El BCE acaba de aprobar otra lluvia de estímulos: 20.000 millones de euros al mes en compras de deuda. Los expertos dudan de la eficacia del programa y advierten de que Europa podría encarar una etapa de estancamiento secular, con la situación de Japón como temido espejo

Tokio. 1989. El valor del mercado inmobiliario de la capital nipona equivale al de un país como Estados Unidos. Solo el del distrito de Chiyoda-Ku, al de todo Canadá. Aquel territorio devastado por la Segunda Guerra Mundial se ha transformado en una potencia a nivel global.
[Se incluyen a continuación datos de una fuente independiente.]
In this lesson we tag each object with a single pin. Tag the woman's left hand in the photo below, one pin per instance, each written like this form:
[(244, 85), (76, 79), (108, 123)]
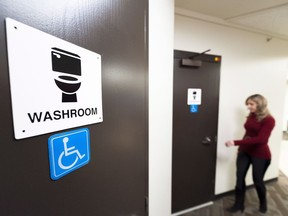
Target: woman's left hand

Sus bienes altamente tecnológicos invaden los cinco continentes, los modelos de trabajo de sus empresas se estudian en las escuelas de negocio, la productividad de su fuerza laboral no resiste comparación... Los niveles de riqueza son, en consecuencia, de los más elevados del planeta. Pero el milagro japonés, como lo han bautizado los economistas, está a punto de verse bruscamente interrumpido. Desde entonces hasta nuestros días, Japón atraviesa una suerte de crisis endémica que, todo hay que decirlo, para sí querrían buena parte de las naciones conocidas habida cuenta de la calidad de vida acumulada. El estado asiático soporta ya varias décadas de fuerte estancamiento, con el crecimiento en tasas muy modestas y una deflación crónica. Y ello pese a que su banco central ha regado insistentemente la economía del país de estímulos monetarios. Una lluvia de millones que no ha surtido los efectos esperados.